The sad state of affairs is that papercuts are the death of us all. We've come t...

wheels · on July 5, 2011

Your comment is wrong on so many levels:

• It's not even on topic. This post is not about general memory usage; it's about fragmentation in the javascript VM – i.e. that a system object existing in a general memory page precludes that page from being garbage collected / deallocated even though the lifetime of system objects is very different. This is not a trivial matter for which the only explanation is laziness.

• It's spoken like someone who's never seriously worked on a large open source project. Memory profiling and leak tracking is done widely and often (using valgrind, mostly).

• You speak as if you know how much memory a web browser should use. How do you know? Have you worked on modern web browsers? Or are you just, as I assume, by fiat deciding that 500 MB is too much?

• There's very often a speed / memory usage tradeoff. At present, especially for web browsers, users tend to prefer speed. (i.e. how many rendered pages do you cache per tab so that clicking the back button is next to instant?)

• The right time to profile and optimize is usually later in the development process. We all know the famous quote. Optimizing early tends to lead to ugly code that, amusingly, is harder to optimize later.

srean · on July 5, 2011

While not right square on topic I dont think the parent post was so off target compared to digressions and explorations that are common on discussions here that it warranted an admonishment. I have not "worked on modern browsers" and that seems to disqualify me from expressing an opinion on what I consider using too much as an user of a piece of software.

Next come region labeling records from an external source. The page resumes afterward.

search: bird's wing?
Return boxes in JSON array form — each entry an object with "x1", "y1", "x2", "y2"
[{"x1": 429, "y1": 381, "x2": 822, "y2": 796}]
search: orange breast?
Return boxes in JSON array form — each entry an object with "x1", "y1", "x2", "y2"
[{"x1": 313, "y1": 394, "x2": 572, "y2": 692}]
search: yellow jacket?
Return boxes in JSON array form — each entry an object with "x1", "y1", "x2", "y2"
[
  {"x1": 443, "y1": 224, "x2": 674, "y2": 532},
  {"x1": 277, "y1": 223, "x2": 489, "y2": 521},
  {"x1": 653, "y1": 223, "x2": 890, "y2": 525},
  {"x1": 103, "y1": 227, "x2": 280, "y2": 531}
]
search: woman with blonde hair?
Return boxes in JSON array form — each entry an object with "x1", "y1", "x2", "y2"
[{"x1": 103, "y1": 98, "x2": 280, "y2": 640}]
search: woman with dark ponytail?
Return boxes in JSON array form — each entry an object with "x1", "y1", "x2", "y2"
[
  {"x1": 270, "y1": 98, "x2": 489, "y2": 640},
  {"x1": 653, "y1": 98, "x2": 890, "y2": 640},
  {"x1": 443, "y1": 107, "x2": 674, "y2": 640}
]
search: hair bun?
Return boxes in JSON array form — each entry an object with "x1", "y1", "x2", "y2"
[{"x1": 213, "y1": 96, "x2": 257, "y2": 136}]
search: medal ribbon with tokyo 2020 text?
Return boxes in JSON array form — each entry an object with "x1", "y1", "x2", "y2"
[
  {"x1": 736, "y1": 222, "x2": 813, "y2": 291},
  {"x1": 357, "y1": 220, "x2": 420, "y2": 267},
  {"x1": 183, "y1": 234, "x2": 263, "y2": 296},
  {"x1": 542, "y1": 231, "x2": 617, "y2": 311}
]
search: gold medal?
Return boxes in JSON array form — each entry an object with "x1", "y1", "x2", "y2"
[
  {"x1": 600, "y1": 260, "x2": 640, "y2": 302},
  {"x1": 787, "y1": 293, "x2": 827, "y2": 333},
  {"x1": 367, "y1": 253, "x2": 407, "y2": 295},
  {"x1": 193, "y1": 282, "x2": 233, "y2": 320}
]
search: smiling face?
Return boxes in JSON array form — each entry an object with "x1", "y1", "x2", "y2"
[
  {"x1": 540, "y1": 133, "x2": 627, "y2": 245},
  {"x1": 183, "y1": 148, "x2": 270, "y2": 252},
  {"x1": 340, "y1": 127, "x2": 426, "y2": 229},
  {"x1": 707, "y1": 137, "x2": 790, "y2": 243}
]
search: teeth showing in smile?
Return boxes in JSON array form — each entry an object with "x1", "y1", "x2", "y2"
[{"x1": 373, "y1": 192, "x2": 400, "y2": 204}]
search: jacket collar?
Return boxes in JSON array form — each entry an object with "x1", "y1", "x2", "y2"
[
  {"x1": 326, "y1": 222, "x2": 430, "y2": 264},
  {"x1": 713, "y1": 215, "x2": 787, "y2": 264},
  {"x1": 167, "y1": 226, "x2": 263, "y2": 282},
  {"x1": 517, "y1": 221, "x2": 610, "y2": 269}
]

But this much I can say, that even a few years back I could comfortably use a Linux desktop on 64MB RAM. Now even a Debian box with X would run rather choppily on a system that has 256MB and it is not very clear to me in what exact way is my compute experience better now than the one that I had on the 64MB system. Even those that are considered a lean browser, take upto 200MB of that 256 and still does not work smoothly.(FF 3.5 still does fine on this system BTW). Had my old system been augmented with some 3Gigs of RAM it is possible that its performance would be worse than a modern system of equivalent RAM, but now that it is common for a system to occupy more resources to accomplish the same level of activity is at times an irritant.

The usual counterargument is that RAM is cheap and one should just go and buy some or suffer otherwise. I think it is this assumption that is made or a requirement that is imposed by the newer versions of software that GP was complaining about.

hapless · on July 5, 2011

"Comfortably use" my eye. Web browsers have always been bulky by the standards of their day. I remember using IRIX on a 64MB SGI Indy and cursing. It thrashed swap furiously with Netscape 4.

Today's agony always seems new and fresh, but it never is. I still have some of those old systems sitting around to remind me. The "good old days" were pretty miserable.

Today I have Linux and Firefox and the exact same problems -- in 1G of RAM, which is a comparably low-spec system today to what the Indy was back then. The more things change, the more they stay the same.

jbert · on July 5, 2011

> • There's very often a speed / memory usage tradeoff. At present, especially for web browsers, users tend to prefer speed. (i.e. how many rendered pages do you cache per tab so that clicking the back button is next to instant?)

This is a good point, and the amount of memory used for such a cache is ideally "all of it, but no more".

Which is the same argument for buffer cache.

So I wonder if it's possible to use the buffer cache in this way?

Perhaps write the rendered image to a tmpfile. Then don't sync the write and also something like fadvise(FADV_DONTNEED). The app can then free the memory. (Clearly you could play a similar game with mmap()).

The idea would be to have the memory sitting in the system buffers. But the app can inform the system that these pages are discardable under memory pressure, rather than needing to be written to disk.

bzbarsky · on July 5, 2011

What's being cached in the "rendered page" case is not an image but an object graph in memory.

Writing that to disk involves either fixing up all the pointers on read or making sure you can read it all back into _exactly_ the same locations in your virtual address space or something. This can still improve performance over creating the object graph from scratch (c.f. XDR for Gecko's JavaScript or Mozilla's fastload stuff for the user interface), but not nearly as much as just having the object graph there.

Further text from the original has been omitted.